J1B.1 When science colors outside the lines: Incorporating uncertain future extreme precipitation projections into conventional engineering for high-hazard infrastructure (Invited)

Monday, 29 January 2024: 8:30 AM
340 (The Baltimore Convention Center)
Kelly M. Mahoney, NOAA, BOULDER, CO; and B. McCormick and J. Lukas

The potential effects of climate change are not generally reflected in the estimates of probable maximum precipitation (PMP) and other metrics of extreme precipitation currently applied to the design and regulation of dams and other high-hazard infrastructure in the U.S. With robust evidence that climate change will increasingly affect extreme rainfall in the future, dam owners and operators, regulatory agencies, and professional engineering associations have been reconsidering practices for PMP estimation and application in risk assessment.

A relatively recent study focusing on Colorado and New Mexico examined a number of different pathways for including climate projection information in PMP applications. The analysis considered a spectrum of model downscaling methods as well as qualitative approaches that leaned more on risk-informed decision-making conceptual choices than specific dataset recommendations. Though multiple quantitative, climate model-driven paths were presented, the state ultimately recommended that the implementation of climate change be accounted for in a uniform 7% increase in PMP estimates, representing the higher-confidence, robust and fundamental Clausius-Clapeyron relationship that exists between the thermodynamically-driven increase in precipitable water and precipitation.

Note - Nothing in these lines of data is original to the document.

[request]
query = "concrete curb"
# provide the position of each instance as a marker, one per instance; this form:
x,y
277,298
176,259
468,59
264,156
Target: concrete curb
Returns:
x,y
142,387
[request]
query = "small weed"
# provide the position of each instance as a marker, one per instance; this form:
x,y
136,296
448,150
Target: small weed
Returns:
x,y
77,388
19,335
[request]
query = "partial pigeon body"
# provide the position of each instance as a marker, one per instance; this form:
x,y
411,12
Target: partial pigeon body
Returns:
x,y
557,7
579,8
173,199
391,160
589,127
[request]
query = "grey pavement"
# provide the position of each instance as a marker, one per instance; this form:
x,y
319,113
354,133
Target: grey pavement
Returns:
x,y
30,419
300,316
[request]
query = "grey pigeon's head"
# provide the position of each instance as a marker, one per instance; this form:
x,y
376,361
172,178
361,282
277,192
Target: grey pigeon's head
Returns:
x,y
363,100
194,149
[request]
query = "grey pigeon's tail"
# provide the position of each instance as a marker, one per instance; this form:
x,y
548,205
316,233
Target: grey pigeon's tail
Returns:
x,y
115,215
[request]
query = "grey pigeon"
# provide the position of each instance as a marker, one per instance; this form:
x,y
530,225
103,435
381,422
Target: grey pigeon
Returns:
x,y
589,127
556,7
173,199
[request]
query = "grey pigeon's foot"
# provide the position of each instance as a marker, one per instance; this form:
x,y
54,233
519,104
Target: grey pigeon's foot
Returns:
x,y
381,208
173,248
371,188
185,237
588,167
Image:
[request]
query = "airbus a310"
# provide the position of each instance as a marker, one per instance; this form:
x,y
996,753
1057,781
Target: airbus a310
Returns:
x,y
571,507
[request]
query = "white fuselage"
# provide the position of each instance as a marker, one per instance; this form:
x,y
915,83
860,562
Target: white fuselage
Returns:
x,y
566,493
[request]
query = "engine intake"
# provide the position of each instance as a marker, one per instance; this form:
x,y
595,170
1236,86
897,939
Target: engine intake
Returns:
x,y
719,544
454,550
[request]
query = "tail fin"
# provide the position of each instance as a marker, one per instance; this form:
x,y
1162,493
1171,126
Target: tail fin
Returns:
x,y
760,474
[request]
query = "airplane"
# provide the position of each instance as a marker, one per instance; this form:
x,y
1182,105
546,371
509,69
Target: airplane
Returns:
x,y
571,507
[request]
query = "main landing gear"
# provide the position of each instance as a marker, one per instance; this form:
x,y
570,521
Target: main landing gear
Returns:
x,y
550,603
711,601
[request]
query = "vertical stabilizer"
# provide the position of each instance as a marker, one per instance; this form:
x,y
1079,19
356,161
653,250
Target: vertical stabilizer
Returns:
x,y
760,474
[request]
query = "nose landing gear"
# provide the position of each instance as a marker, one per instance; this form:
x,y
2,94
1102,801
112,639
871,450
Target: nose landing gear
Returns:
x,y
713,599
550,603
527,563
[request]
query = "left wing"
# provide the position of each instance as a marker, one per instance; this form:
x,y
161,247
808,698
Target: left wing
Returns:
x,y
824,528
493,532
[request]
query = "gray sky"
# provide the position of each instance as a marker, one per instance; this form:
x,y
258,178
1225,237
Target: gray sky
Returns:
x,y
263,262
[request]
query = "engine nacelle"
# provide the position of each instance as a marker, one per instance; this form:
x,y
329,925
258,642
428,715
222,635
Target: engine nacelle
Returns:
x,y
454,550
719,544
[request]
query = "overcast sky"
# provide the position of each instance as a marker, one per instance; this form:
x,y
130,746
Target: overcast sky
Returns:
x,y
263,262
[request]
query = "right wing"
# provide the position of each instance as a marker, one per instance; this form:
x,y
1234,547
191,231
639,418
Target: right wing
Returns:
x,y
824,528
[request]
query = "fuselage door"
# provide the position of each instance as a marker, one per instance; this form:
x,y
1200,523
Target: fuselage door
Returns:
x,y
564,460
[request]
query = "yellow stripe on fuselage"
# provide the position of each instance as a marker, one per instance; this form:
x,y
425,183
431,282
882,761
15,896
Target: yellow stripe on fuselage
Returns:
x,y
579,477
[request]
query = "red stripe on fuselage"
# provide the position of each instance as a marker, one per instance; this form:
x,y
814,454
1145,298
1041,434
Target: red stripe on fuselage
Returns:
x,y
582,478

This approach was implemented into new Colorado state dam safety rules, making Colorado the first state in the nation to incorporate climate change information into its dam safety rules. Always looking forward, however, the climate science community continues to produce cutting-edge climate science and increasingly sophisticated and higher-resolution models which offer evermore potential for more refined climate science-informed solutions. The catch is that, of course, cutting edge comes with a cost: new data and methods that incur new learning curves, potential inconsistencies, and new uncertainties that must be characterized and understood before being “user-ready.” Building on lessons learned in Colorado, a national approach is now being undertaken to identify the best cross-section of publicly-available climate projection data and user needs and capabilities; the current status and planned next steps for this effort will be described.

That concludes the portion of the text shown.